Friday, May 20, 2011

Civil War under my nose: A hero's grave

Congressional Medal of Honor winner Patrick Scanlan is
 buried in St. Mary's Cemetery in Avon, Conn.

Civil War graves are often marked by
plastic G.A.R markers such as this
one on Patrick Scanlan's grave.
G.A.R. stands for Grand Army of the Republic.
A hero lies buried slightly more than a mile from my house.

Born in Ireland, Patrick Scanlan was a bootmaker from Spencer, Mass., a small town about 45 miles from Springfield. Irishmen served both sides of the Civil War, of course. In their terrible assault on Dec. 13, 1862, at Marye's Heights at Fredericksburg, Va., Union boys of the famed Irish Brigade were cut down by Irishmen from Georgia.

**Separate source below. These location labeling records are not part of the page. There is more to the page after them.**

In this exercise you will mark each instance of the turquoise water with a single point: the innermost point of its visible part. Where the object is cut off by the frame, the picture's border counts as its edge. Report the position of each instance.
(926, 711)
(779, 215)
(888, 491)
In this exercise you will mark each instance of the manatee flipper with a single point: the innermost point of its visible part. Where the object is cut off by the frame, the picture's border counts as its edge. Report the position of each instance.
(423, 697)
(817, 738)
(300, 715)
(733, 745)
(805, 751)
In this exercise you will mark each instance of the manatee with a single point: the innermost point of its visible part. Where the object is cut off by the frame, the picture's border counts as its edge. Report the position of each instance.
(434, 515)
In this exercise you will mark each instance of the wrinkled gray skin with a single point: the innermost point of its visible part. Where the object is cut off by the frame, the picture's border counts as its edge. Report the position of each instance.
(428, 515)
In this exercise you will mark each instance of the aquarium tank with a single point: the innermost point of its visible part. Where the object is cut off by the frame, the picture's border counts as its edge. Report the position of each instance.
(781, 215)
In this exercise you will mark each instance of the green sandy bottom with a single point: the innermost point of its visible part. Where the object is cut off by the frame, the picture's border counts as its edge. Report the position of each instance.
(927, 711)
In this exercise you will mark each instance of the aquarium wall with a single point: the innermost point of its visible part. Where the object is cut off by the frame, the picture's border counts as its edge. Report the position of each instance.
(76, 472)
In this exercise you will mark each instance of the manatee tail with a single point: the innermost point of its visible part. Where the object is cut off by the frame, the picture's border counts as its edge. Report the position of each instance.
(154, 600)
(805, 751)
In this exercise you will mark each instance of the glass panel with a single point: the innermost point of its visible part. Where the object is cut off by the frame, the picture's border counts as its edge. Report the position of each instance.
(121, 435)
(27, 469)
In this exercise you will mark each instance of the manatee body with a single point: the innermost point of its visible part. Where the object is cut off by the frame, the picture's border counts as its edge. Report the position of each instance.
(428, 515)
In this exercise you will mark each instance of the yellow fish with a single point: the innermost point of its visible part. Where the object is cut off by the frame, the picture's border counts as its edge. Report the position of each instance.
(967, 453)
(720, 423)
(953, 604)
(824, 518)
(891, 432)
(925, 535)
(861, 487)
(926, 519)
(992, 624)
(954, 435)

After enlisting in the 4th Massachusetts Cavalry in December 1863, Scanlan sailed from Boston to Hilton Head, S.C., aboard the steamer "Western Metropolis" on March 20, 1864. The 25-year-old private arrived in Hilton Head on April 1, but the 4th Massachusetts was assigned mostly picket and outpost duty.

In late May, Scanlan and his comrades finally "saw the elephant."

This sign at St. Mary's Cemetery in
Avon, Conn.,  marks the row for
Patrick Scanlan's grave.
As the steamship "Boston" made its way up the Ashepoo River on May 24, 1864, with nearly 400 soldiers aboard, it came under heavy fire from a Confederate shore battery. Stranded Union troops on the "Boston" were rescued by Scanlan and four other soldiers who volunteered to bring them to shore. For his bravery, Private Scanlan was finally awarded the Congressional Medal of Honor in 1897.

Scanlan, whose name is misspelled "Scanlon" on his gravestone, died in Farmington, Conn., on Sept. 5, 1903. He was 64. His final resting place is among other Irish graves at St. Mary's Cemetery, a rolling plot of land in Avon, Conn., that slopes toward the Farmington River.